I simply add the contents of a tea bag to a large glass, and add hot water so that it can brew overnight. The next morning I heat it a little, stir it, and swig it down (tea leaves and all) in one gulp - as medicine! I do this before I go for a walk or run, usually around dawn.
Be aware though, this long steeping time could be controversial, as it increases the oxalate concentration in the final brew. Oxalate binds with calcium and reduces its availability to the body. Some researchers say that the level of dietary oxalates from tea is "modest when compared with the amounts of soluble oxalate found in common foods".
You may be best to just follow Lipton's recommendation to let the tea bag steep for a solid 2 to 3 minutes in freshly boiled water until it turns a rich amber color - not overnight.
Third and fourth dose
I have a protein drink for breakfast after returning from a walk or run (before the oats), and I now empty a teabag into the mixture in the blender. This is the third "cup".

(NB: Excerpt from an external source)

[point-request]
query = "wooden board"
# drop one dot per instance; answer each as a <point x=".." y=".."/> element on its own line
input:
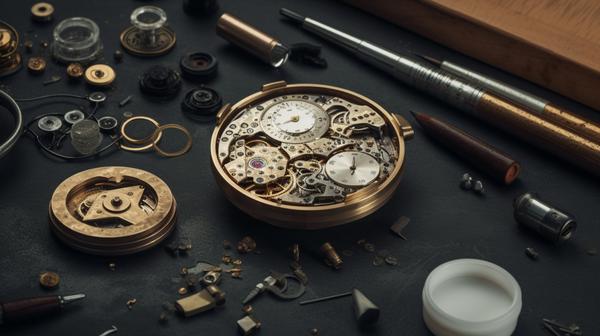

The fourth cup is the same, a protein drink after exercising later in the day, with the contents of a teabag added. (If I don't exercise, I just skip this drink.)
Fifth and final dose
About 9pm I add the contents of a tea bag to a large glass, add hot water and let it cool. Then I gulp this down - medicinally! - before I go to bed.
I can see that this process seems quite awful when you read it as a prescription to benefit from black tea. But it is quite painless and gets the job done.
If you're not a black tea drinker but would like the benefits, this kind of process might suit you also.
Another option for tea, if you don’t like black
With so many kinds of tea on the market today, it’s hard to believe that all tea actually comes from one plant, camellia sinensis. Once harvested, the leaves are exposed to oxygen. The length and timing of the oxidation process determines the darkness, flavor and aroma of the tea.
The funny thing is in China black tea is not known as black tea, but red tea. Outside of China, however, red tea refers to the red South African herbal tea (also delicious and very beneficial) called rooibos.
If you still aren’t sold on drinking black tea, try green, white, oolong or pu-erh tea. You might find one of these that you love, and they have related health benefits to black tea.
Organic tea is another option.
It sounds fussy to be buying organic tea, until you understand how plants "suck up" contaminants from the soil into their leaves. Tea is no exception.
Sometimes this can lead to high concentrations of heavy metals - very much above the recommended limits. For example, black tea contains fluoride and other substances in trace amounts, such as arsenic and boron.
Tea grown in clean soil and organically fertilised, it should be contamination-free.
It's probably worth noting that the underlying reasons for the reported health benefits of black tea are not yet fully understood. It's very likely that tea's polyphenols and catechins (the powerful antioxidants in tea that fight cancer-causing cells and help prevent heart disease), play a significant role.
However, exposure to high concentration of polyphenols, and over a long period, could induce DNA damage and obtain notably negative effects. Therefore, don't overdose on tea. According to one study, little is known about the long-term effects of heavy consumption of black tea or what an acceptable limit might be.
The role of polyphenols in human health is still a fertile area of research.
Now I'm off to enjoy a relaxing cup of ...coffee.